Paint Thinner provide a dynamic portrait of angst that draws you right in on their debut full-length, The Sea of Pulp, available now via ŌBLĒK. The band play an almost surprisingly varied brand of music, sitting somewhere between American noise rock like The Jesus Lizard and post-punk that evokes overseas connotations. They freely pull from a range of styles, crafting a brand of reserved punk that’s noisy in just the right ways and feels fresh. In their latest tracks, the band ultimately use that full sonic palette to paint an intriguing picture that takes the listener both up and down a mountain of intensity, and through the whole process, the listener easily wants to hear what comes next. The Sea of Pulp feels very intertwined with straight-up storytelling, which emerging in the midst of Paint Thinner’s musical cacophony, provides for a memorable picture.
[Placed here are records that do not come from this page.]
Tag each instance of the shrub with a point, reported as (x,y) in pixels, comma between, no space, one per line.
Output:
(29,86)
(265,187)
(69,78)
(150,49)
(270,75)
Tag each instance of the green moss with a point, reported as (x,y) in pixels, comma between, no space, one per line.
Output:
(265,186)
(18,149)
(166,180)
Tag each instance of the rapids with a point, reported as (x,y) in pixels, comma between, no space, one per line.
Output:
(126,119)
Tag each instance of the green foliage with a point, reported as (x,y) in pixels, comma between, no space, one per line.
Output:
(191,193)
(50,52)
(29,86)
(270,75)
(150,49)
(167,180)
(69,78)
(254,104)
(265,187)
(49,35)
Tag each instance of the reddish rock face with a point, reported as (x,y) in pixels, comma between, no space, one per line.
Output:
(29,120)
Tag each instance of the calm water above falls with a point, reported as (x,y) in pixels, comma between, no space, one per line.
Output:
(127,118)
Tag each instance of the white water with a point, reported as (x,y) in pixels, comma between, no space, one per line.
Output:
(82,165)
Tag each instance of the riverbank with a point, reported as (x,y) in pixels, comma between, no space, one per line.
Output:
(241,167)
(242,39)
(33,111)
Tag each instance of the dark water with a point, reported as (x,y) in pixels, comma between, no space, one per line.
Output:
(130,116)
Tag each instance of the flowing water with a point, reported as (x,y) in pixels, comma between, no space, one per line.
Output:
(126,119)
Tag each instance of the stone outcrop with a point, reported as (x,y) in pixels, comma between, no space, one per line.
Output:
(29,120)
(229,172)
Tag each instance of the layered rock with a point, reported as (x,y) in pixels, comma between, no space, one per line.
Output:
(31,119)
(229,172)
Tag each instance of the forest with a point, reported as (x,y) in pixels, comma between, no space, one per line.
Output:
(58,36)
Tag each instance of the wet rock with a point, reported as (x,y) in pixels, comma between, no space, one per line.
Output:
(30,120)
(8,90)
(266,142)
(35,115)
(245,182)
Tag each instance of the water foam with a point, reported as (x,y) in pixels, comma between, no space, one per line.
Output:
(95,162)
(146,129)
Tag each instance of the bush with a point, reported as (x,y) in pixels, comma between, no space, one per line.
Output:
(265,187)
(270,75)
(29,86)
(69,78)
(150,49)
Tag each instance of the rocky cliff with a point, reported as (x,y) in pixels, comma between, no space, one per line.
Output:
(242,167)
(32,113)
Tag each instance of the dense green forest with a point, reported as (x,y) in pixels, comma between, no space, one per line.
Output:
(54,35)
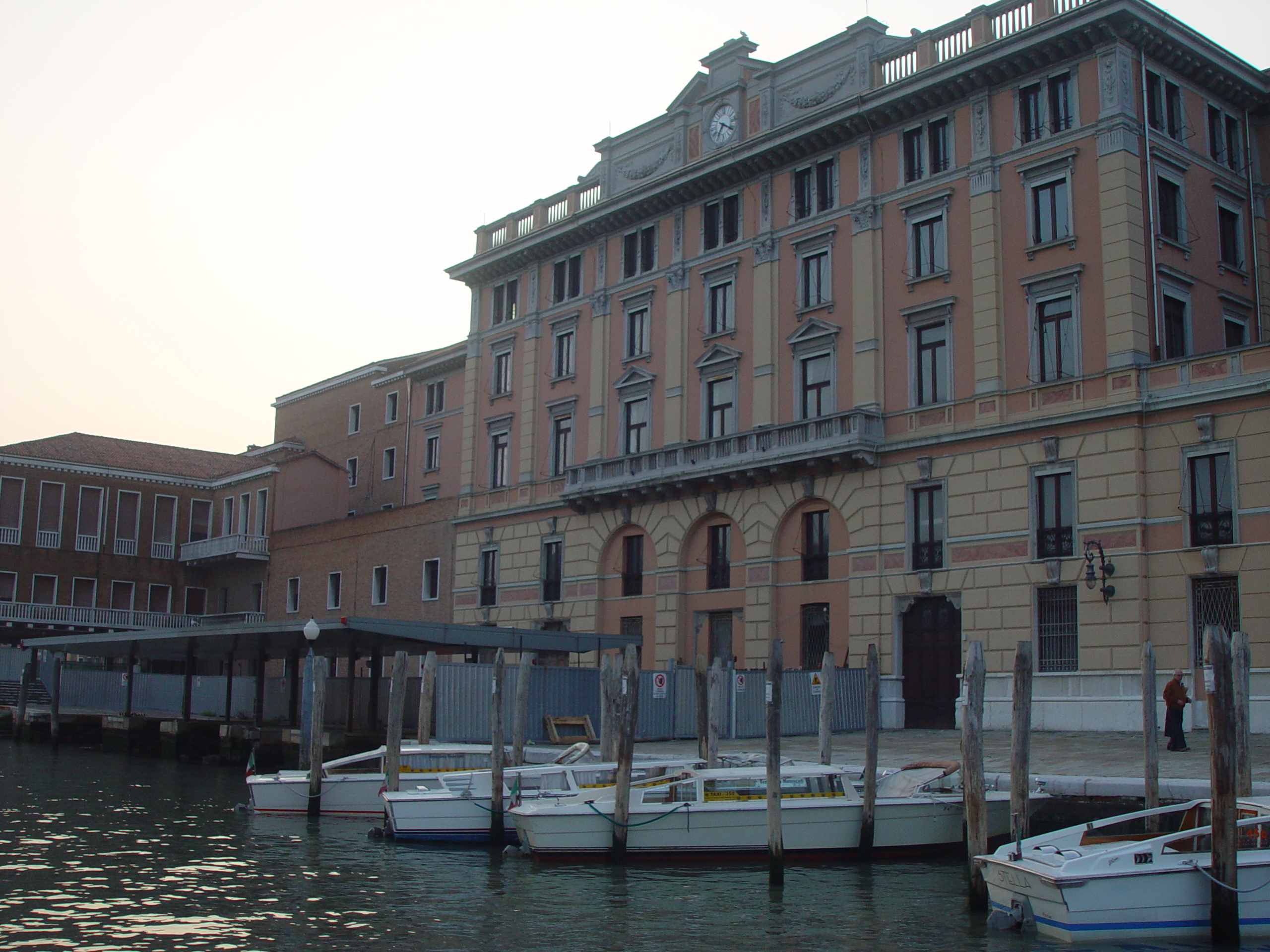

At the same time, the music proves rather captivating on a base level. Repeatedly, the band turn to rather lengthy instrumental passages, letting the musical “anxiety” stand on its own and allowing for the listener to draw their own conclusions — including that it might even be time to move around. The fact that they’ve maintained striking melodic draws while crafting a sort of noisy soundscape and ultimately very experiential record should be commended.

There’s a very ethereal feel that permeates each element of the band’s music to the point of the songs feeling rather connected to an enveloping sense of “place.” The band are from Detroit, which is of course a rather large and bustling metropolis, and considering that, The Sea of Pulp feels like an attempt to craft some kind of order from the wreckage that the city and all that it stands for might wreak. There’s a personal emotional slant to the music, but it’s ultimately broader than that, as if they’re drawing from some of the same pools that sparked angry punk in the U.S. and overseas in recent decades and have simply been updated to correspond to the times. Thanks to the decades of familiarity with modern decadence and the like, the anger easily becomes something that simmers under the surface, and The Sea of Pulp provides a clear assessment of our place in that situation that turns the mess into something very interesting.